What a difference a year makes. Now we know that the original was the real travesty, part of a cover-up campaign which lasted decades and caused enduring damage. The on-going fallout of the Jimmy Savile exposé has had many facets, from the crisis in journalism at Newsnight and the inglorious and brief reign of George Entwistle as BBC director general, to the police enquiries which have implicated several other famous names in grim accusations.
But for those of us not directly involved in the industry or the sad history, one unavoidable aspect is a change in how we think about the TV of the recent past. For some time it has been a byword for comical nostalgia, even for those too young to remember the gaudy light entertainment of the 1970s. Now, for a while at least, it feels like a giant question mark hangs over it all: not just the terrible scandals of Savile, but the exposure of the casual, ingrained sexism which the coverage prompted many to speak out about, not just backstage at Top Of The Pops or Radio One, but reflected in many walks of life. Watching those old programmes now feels deeply uncomfortable.

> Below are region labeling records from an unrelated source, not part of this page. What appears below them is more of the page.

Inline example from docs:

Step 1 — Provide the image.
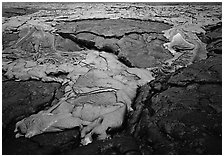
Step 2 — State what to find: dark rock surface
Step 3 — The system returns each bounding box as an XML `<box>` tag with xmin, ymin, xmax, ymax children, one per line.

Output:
<box><xmin>130</xmin><ymin>56</ymin><xmax>222</xmax><ymax>154</ymax></box>
<box><xmin>65</xmin><ymin>135</ymin><xmax>140</xmax><ymax>155</ymax></box>
<box><xmin>201</xmin><ymin>22</ymin><xmax>222</xmax><ymax>55</ymax></box>
<box><xmin>56</xmin><ymin>19</ymin><xmax>172</xmax><ymax>68</ymax></box>
<box><xmin>2</xmin><ymin>3</ymin><xmax>222</xmax><ymax>155</ymax></box>
<box><xmin>2</xmin><ymin>81</ymin><xmax>63</xmax><ymax>128</ymax></box>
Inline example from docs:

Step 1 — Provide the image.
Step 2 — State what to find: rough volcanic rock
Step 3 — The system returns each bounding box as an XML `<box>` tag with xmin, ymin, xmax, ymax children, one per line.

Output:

And it’s been an uncomfortable year all round for the BBC, a strange mix of triumphs (like their sterling Olympics coverage and the associated brilliant new Shakespeare productions, The Hollow Crown) and disasters (the soggy, misjudged waffle around the Queen’s Jubilee cruise, the stream of video-only interviews after the Breakfast programme moved to Salford and the embarrassment of The Voice’s flop, requiring an urgent revamp before it returns). But then, it’s been a bad year for the media in general, so in some ways the public broadcaster’s trials don’t stand in such clear relief as they might.
Sky was accused of fiddling tax, received hundreds of complaints about perennially inappropriate newsreader Kay Burley making people searching for a missing girl cry on camera and, above all, lost its chairman James Murdoch as a result of the phone-hacking scandal. But the digital channel did win praise for its investment in new British comedy, signing up big names like Steve Coogan, Chris O’Dowd and Ruth Jones.

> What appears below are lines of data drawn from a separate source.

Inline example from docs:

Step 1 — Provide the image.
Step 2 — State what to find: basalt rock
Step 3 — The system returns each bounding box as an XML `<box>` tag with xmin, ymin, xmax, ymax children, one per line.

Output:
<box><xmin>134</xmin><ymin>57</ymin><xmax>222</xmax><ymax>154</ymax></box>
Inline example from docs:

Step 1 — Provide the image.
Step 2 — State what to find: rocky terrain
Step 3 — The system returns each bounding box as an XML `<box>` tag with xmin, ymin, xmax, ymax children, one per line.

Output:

Channel 4 marked its 30th anniversary this year. Once radical and experimental, its reliance on repetitive reality show formats has been dragging it down for years; but unexpectedly winning the rights to show the Paralympics turned out to be just the boost it needed. After a very popular Olympics, British audiences’ appetite for more sporting victories and admirable athletes proved enough to make C4’s informed, fun coverage a big hit and may, hopefully, pave the way to a new Channel 4. Or at least an ongoing series for Adam Hills.
Many reality show formats are clearly dying: ITV’s X Factor is, apparently, in “crisis talks” with Simon Cowell due to being rubbish, though I’m A Celebrity Get Me Out Of Here sustained interest with some thanks to colourful characters, as did Strictly Come Dancing with its emphasis on “good clean fun” family entertainment.
Possibly the longest-running ‘reality’ programme, the seven-yearly documentary series Up returned for a fascinating instalment, 56 Up, while Patrick Moore’s death brought to an end The Sky At Night’s stint as the longest-running programme with the same presenter. We also saw the final switch-off of the analogue signal – we’re all digital TV people now – and the end of Ceefax, surprising everyone who thought it had gone years ago.
And in Scotland, ITV and STV made up their row, enabling viewers to see all those network programmes that had gone missing in the last few years (and realising just how silly Downton Abbey really is).
While there are some programmes to look forward to already next year, it feels as if British TV is in a time of transition. Slashed budgets, tired formats and too many copycat ideas clutter the schedules. But in many ways the old adage is still true: we may not have the best TV in the world, but probably it’s still the least worst.